Faizal Sidat vs. LMF - O peso das palavras do presidente da FMF sobre o Moçambola
Na primeira conferência de imprensa dedicada ao balanço semestral de 2026, o presidente da Federação Moçambicana de Futebol (FMF), Faizal Sidat, destacou avanços na gestão institucional, nas seleções nacionais e no desenvolvimento do futebol de base.
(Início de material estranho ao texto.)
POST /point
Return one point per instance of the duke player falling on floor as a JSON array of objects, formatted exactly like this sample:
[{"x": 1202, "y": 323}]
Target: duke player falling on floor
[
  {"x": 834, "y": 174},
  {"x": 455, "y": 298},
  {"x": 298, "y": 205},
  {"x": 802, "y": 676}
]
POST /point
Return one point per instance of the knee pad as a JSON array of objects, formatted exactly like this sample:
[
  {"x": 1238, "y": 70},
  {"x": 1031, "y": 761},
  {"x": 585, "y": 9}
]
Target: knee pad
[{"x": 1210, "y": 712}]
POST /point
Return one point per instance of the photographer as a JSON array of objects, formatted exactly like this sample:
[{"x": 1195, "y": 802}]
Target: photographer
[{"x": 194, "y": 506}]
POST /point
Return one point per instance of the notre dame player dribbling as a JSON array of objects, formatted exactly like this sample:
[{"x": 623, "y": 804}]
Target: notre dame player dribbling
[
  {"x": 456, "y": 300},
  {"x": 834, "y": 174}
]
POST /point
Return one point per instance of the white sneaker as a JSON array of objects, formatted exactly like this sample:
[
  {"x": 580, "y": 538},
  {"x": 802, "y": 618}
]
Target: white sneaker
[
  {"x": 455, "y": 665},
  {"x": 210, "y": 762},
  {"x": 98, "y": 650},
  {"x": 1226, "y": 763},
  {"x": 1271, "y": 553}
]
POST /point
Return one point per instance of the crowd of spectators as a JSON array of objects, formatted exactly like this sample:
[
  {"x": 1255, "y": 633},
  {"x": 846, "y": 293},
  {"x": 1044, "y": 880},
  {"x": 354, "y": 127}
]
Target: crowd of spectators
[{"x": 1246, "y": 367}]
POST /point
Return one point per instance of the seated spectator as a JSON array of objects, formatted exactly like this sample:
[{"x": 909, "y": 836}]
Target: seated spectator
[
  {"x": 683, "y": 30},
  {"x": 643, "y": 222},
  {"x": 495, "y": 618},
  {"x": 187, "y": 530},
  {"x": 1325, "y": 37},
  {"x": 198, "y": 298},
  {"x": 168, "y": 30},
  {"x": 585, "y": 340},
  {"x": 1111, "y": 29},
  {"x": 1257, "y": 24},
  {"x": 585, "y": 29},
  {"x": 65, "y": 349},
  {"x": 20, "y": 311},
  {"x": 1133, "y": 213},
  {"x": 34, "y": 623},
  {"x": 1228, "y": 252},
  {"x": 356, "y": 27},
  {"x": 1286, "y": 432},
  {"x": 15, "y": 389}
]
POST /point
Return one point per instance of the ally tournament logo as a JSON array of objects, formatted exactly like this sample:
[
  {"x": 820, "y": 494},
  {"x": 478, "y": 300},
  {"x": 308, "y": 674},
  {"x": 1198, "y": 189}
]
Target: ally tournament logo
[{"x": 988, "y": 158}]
No entanto, o momento de maior impacto foi marcado por duras críticas ao atual modelo do Moçambola, tendo o dirigente afirmado publicamente que já não acompanha a prova rainha do futebol moçambicano devido ao formato adotado pela Liga Moçambicana de Futebol (LMF).
Em análise a este posicionamento, o jornalista e analista desportivo moçambicano Fernando Dalama tece considerações críticas sobre a atitude do líder do órgão máximo do futebol nacional.
A Análise de Fernando Dalama: A responsabilidade institucional do órgão máximo
Para o analista Fernando Dalama, as declarações do presidente da FMF são desajustadas da responsabilidade que o cargo exige:
"Na qualidade de presidente da Federação Moçambicana de Futebol, Faizal Sidat deveria ser a última pessoa a proferir tais palavras. Atitudes desta natureza acabam por desvalorizar o nosso próprio campeonato, esquecendo que a FMF é o órgão máximo que rege o futebol e que a LMF organiza o Moçambola sob a sua tutela."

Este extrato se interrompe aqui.